WASHINGTON – Human trafficking survivors who testified at the Capitol about U.S. efforts to combat the practice detailed their experiences, saying they hope sharing their stories can help prevent others from similar situations.

Gina Cavallo told lawmakers May 12 that “force, fraud and coercion were all used by someone who pretended to be my friend, but ultimately abducted me into being trafficked.”

Cavallo said that for nearly two years, starting at age 18, she was prostituted and raped.

"I became a commodity to be used for others’ gain,” she said at a hearing of the House Foreign Affairs Subcommittee on Global Health, Global Human Rights and International Organizations chaired by Rep. Chris Smith, R-N.J.

Survivor Bella Hounakey said that despite what traffickers and abusers often tell their victims, "you are not disposable."

"You're not broken, you're not made of glass, you can heal," she said. "I invite you to have a sense of belief."

The hearing came the day after the expiration of Title 42, which granted the federal government some authority to implement emergency action to prevent the spread of contagious diseases by prohibiting some migrants from entry. It was scheduled to expire in tandem with the end of the federal public health emergency declared in 2020 for COVID-19.

Smith, who authored the Trafficking Victims Protect Act of 2000, requiring an annual report on human trafficking and creating a whole-of-government initiative to combat it around the world, questioned Cindy Dyer, the U.S. Ambassador-at-Large to Monitor and Combat Trafficking in Persons, about the potential impact of the expiration of Title 42 on trafficking.

“Last year’s Trafficking in Persons Report issued by the State Department pointed out that the United States continues not to mandate human trafficking screening for all foreign national adults in immigration detention or custody, and did not screen for trafficking indicators among the people it removed,” Smith said.

“The TIP Report recommends screening all individuals in immigration detention or custody for human trafficking indicators,” said Smith. "Has the Department of Homeland Security followed through with the State Department’s recommendation?
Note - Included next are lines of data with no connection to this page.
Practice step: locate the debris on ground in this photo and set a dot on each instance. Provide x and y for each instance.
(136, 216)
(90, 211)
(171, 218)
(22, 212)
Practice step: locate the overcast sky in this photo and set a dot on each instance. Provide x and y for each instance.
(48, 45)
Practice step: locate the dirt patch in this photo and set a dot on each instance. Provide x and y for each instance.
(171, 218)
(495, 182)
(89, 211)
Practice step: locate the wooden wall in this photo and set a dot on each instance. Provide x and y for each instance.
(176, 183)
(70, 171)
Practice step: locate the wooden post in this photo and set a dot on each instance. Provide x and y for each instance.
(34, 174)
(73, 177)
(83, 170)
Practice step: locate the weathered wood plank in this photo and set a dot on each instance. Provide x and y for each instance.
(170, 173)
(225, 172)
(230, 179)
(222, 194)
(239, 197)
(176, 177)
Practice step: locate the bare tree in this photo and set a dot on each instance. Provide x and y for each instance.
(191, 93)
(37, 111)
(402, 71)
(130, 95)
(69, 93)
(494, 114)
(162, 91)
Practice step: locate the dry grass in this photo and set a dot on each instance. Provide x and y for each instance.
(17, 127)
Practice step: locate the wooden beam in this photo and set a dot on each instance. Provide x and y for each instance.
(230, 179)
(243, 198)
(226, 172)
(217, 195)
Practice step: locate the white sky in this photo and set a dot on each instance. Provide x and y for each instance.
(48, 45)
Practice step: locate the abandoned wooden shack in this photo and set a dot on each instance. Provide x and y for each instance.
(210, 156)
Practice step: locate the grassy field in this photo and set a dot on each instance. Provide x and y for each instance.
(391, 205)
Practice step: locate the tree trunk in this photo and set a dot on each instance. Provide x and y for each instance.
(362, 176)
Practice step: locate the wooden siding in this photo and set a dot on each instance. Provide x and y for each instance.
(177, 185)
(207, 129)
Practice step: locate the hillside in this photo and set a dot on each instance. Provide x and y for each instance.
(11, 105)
Are migrants being screened for human trafficking?”

“We agree with you that all migrants should be screened,” Dyer replied, saying she would "defer to my colleagues at DHS.”

“Certainly, it’s the perfect time to be asking the question,” she added.

A key complement of U.S. efforts, Smith said, should be the accuracy of that annual report as well as holding both the United States and other nations accountable, even if those nations are allies or if the United States is navigating complex relations with a nation on other issues.

"No fudging, no favors to nations based on other agendas," Smith said. "Friends don't let friends commit human rights abuses."

Witnesses argued that lawmakers should pass the Frederick Douglass Trafficking Victims Protection and Prevention Reauthorization Act. Smith, who authored the legislation, said he plans to reintroduce it after it stalled in the Senate. The bill would grant additional funds for resources such as shelters, mental health care, education, life skills and job training, as well as "age-appropriate programs" for trafficking prevention education.

In addition to detailing what they experienced at the hands of traffickers, survivors discussed resources that helped them after they escaped, such as skilled therapists and faith.

“I can say with certainty that all who have survived human trafficking, how they are living today, and are able to tell their stories is the embodiment of the strength of the human will and human spirit,” Hounakey said in her testimony. “It is a story of more than surviving. It is a story of the power of evil and the human spirit’s refusal to be dominated by it.”